Love in Toyota,biye in Kolkata

The Sanskrit verses were probably lost in translation but that did not deter Tomohiko from nodding his head to everything the priest was saying,nor did he once make a mistake in the hour-and-half-long ritual that marked his marriage.

Written by Pragya Paramita | Kolkata | Published:February 19, 2009 10:31 pm

The Sanskrit verses were probably lost in translation but that did not deter Tomohiko from nodding his head to everything the priest was saying,nor did he once make a mistake in the hour-and-half-long ritual that marked his marriage.

Tomohiko and Chikayo,a Japanese couple from Toyota city,decided to go for Bengali biya- tie the knot in Kolkata in the traditional Bengali ritual.

So the groom waited patiently smiling at guests in pyjama kurta and the bride glowed in a resplendent red Benarasi saree with gold ornaments and the traditional tiara. None of them understood English,much less Bengali and it was to their interpreter SK Ghosh Dastidar to translate the ceremony for them,who also performed the kanyadaan. “Since their parents are not here they requested me to pefrom the kanyadaan,as I am their local guardian. The couple arrived yesterday evening from Japan and will leave after the marriage,” said Dastidar,a former director of Union Ministry of Tourism,who was posted in Japan for many years.

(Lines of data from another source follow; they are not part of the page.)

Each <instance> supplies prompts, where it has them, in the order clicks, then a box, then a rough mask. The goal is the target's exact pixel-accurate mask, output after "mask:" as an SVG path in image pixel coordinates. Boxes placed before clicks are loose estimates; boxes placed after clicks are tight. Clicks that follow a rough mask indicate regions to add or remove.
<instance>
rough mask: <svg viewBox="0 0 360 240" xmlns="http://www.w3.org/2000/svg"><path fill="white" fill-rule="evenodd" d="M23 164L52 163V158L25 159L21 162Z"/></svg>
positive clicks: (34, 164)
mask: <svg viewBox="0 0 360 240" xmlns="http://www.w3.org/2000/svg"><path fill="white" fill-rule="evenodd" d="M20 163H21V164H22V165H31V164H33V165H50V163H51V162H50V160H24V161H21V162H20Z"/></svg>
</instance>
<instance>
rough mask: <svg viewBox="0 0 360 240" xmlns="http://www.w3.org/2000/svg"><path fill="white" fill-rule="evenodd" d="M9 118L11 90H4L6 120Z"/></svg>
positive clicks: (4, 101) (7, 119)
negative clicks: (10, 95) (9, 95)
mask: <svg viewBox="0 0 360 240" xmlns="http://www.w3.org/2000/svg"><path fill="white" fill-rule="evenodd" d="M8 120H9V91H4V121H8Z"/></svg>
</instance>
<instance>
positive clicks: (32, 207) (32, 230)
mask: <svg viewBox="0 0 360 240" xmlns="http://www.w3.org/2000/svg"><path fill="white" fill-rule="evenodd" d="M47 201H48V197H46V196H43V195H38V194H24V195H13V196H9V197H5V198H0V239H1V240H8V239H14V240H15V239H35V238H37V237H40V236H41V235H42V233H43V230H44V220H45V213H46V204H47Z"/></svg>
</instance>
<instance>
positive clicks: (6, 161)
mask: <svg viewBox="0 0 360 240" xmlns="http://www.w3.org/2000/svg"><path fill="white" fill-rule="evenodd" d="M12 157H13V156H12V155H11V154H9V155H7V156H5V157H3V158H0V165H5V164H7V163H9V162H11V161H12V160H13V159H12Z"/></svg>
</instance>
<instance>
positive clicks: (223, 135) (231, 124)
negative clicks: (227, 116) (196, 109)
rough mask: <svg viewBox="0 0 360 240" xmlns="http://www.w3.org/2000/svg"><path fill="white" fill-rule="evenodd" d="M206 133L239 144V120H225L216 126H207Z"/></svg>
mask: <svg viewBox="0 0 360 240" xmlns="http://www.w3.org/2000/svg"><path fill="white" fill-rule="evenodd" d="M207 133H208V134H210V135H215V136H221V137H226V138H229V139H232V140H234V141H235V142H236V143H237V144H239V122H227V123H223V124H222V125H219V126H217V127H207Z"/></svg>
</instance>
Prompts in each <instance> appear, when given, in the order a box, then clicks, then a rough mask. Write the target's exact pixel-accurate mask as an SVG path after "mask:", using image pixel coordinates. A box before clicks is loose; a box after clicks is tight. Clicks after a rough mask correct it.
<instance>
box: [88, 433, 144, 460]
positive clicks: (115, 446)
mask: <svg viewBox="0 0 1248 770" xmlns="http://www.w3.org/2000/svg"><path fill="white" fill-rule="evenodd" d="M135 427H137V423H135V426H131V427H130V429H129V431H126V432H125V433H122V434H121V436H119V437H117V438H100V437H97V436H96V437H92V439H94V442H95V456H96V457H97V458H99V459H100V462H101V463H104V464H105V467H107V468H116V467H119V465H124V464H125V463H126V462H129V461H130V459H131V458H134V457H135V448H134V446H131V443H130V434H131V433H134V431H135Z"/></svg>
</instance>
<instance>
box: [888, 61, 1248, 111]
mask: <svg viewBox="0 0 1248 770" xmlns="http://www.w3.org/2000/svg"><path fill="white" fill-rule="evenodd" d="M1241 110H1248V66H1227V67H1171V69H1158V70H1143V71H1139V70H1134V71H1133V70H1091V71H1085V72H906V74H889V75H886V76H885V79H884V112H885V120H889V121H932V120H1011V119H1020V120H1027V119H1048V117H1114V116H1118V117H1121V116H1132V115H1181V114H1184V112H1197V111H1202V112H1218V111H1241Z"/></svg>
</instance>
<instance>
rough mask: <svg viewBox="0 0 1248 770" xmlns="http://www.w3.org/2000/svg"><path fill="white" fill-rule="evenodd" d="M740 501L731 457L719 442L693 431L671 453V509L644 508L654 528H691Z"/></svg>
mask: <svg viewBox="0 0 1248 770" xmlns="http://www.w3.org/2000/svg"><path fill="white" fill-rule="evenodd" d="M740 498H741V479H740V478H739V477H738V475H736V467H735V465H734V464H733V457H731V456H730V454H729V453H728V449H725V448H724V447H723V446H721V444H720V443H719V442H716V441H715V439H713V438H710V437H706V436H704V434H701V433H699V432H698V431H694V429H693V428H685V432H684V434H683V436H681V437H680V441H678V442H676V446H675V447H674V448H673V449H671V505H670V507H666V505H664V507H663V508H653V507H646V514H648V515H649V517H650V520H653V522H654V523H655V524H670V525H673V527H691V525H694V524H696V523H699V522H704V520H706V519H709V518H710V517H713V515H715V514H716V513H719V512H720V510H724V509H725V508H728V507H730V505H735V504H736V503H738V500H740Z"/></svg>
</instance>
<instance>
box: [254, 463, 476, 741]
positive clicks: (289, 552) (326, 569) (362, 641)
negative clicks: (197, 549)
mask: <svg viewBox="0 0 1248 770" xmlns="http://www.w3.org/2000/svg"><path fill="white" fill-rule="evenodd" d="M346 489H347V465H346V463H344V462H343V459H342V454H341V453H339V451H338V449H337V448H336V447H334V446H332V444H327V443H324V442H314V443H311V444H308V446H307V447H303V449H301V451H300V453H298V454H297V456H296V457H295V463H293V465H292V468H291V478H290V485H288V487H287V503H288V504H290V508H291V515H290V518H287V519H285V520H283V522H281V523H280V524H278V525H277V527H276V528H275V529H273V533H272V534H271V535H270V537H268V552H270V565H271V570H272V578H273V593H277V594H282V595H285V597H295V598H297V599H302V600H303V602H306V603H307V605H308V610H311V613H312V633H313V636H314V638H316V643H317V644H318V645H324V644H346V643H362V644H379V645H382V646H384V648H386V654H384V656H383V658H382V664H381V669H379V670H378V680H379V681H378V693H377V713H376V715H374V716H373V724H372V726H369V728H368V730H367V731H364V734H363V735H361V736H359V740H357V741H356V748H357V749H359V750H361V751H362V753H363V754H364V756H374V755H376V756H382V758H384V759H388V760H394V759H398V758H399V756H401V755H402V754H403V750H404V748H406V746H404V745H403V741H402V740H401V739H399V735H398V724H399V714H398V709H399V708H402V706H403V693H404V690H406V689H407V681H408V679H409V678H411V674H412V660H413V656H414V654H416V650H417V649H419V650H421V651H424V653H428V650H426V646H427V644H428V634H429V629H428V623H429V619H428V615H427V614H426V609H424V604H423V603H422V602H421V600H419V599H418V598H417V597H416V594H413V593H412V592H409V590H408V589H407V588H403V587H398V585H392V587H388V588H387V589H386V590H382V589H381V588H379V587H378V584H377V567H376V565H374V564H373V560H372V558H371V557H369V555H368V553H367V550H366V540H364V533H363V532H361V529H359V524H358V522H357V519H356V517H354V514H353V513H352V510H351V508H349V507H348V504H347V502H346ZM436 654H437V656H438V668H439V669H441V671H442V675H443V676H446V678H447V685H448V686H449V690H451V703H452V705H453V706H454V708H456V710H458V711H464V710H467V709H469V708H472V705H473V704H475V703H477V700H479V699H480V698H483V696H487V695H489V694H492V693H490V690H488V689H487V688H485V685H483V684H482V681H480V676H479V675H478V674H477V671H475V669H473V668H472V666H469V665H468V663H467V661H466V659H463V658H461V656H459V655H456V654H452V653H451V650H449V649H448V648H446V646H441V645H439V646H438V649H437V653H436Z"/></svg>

His friendship with Minako Kuno,an Indophile of Japan,who has been to the city 44 times,paved the way for the wedding. “I attended a Bengali wedding during a visit and recorded it. I wanted to get my cousins married in this manner and when I showed the video to Chikayo and my cousin Tomohiko,they got excited to follow the ritual. These days it is a fashion among the Japanese youth to get married in foreign locales,” said Kuno through a translator.

Tomohiko (33),an engineer,met Chikayo (31) nearly five years ago and they have been together since. While Indian youths are often found not following strict rituals for weddings,the Japanese duo stuck to the traditions right from shubho dristi to mala badal and the sindoor exchange.

For the wedding,a special shamiana decorated with flowers was constructed atop a city hotel. “In a Japanese wedding the couple is at the centre,but here entire family participates,making it more fun,” said the couple. Towards the end of the wedding,the Japanese entourage (most of them were Japanese tourists in the city) added a bit of their custom to the Indian ritual—strewing confetti in the air as a mark of blessing the couple.

After the rituals,it was time for Indian feast¿ spring rolls,chicken soup,roasted vegetables,chicken with poppy seeds,roasted fish,kofta curry,hot gulab jamun and custard.

The duo will travel to Varanasi before leaving to Delhi for their departure. “Varanasi will not really be our honeymoon,as the honeymoon started right from when we landed in the city to get married,” said Tomohiko. Chikayo,meanwhile,is keen to follow customs of a married Indian woman. “I really like the sarees and will take back a few with me,” she said.